Gesia JRI-Poland Wikimedia JHI

These are just four maps, and there are several more available. The three on the left are all fairly similar. They all leave out sections 1A and 1L (sub-sections of section 1), and they have two section 8s, instead of an 8 and 8A.

The map on the right, which is what I initially used to set up the section groups for this project, was designed by the Jewish Historical Institute, and is posted on the web site of the Jewish Community of Warsaw. Unlike the others, this map has a single section called 105, which on on the other maps is divided among 105, 106, and 107. This map has a section 8A replacing one of the two section 8s in the other maps.

None of these maps show section 7, which is actually in the lower portion of section 15, above where section 8A is on the JHI map.

The largest source of information on the burials in the Okopowa St. Cemetery in in the online database created by the Foundation for the Documentation of Jewish Cemeteries in Poland (FDJCP). If you take a look at the database and the information on more than 82,000 burials, you can get overwhelmed. As I mentioned previously (in The challenges of online cemetery research) the FDJCP database has very strict searching, so for example searching for Cohen returns nothing, but Kohen has several hits. The database has a lot of information, but also does not match up with any of these maps.

While all of the maps shows sections 2A, 2B, and 2C, the database is completely missing section 2B. It’s also missing any data on Section 5A (which is in all of the maps), has sections 12A and 12B (not on any map, although there are 2 section 12s, so presumably they’ve divided those into A and B), is missing section 16 (but does have 16A), has a 17A which is not on any map, has sections 64, 64A, and 64B, while the three maps on the left show two sections called 64, the JHI map shows those two sections labeled 64A and 64B, but does not have a third section called 64, and lastly the database is missing sections 101, 102, 103, 104, 106 and 107 altogether.

Taking a look at the data, you can extrapolate some interesting statistics. Keeping in mind that the data is not complete (gravestones that are damaged, sunken, or missing cannot contribute their information), sometimes has inaccuracies (such as the wrong gender assigned to a burial record), I’ve put together some information on burials, which will be useful in choosing a section to photograph. To start, when did the burials take place in the cemetery? Here’s a chart showing the number of burials per year, starting in 1800 and going to 2010. The first burial is actually 1804, although older stones are less likely to be in readable condition at this point, so the chart is probably skewed to more recent burials.
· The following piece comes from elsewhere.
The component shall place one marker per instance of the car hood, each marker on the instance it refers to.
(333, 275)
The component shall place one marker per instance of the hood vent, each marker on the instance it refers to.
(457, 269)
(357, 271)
This chart is what is known according to the FDJCP database:

Burials in the  Okopowa St. Cemetery from  1804 to 2010

What you can see in the chart is that the burials are low in number up until about the 1850s, and then they rise dramatically until there’s a huge peak during WWI and the subsequent Spanish Flu outbreak. There’s another small peak about 10 years later (any have a theory as to what that is?), then a large drop in 1938-1940, followed by a big spike in 1941. In 1942 there are still over 500 burials, but after the war the cemetery will never see more than 25 burials a year (while before the war it averaged well over a thousand a year).
Continue reading Okopowa St. Cemetery Maps and Statistics

The challenges of online cemetery research

I’ve fielded many questions about the Okopowa St. Project I announced yesterday. Many of the questions have centered on the need for doing this, considering there is an existing database of photos from this cemetery, with tens of thousands of photos. While the goal of this project is not primarily to document the Okopowa St. Cemetery, but to experiment and learn from the process, I do think addressing the broader issue of doing cemetery research online is worth tackling.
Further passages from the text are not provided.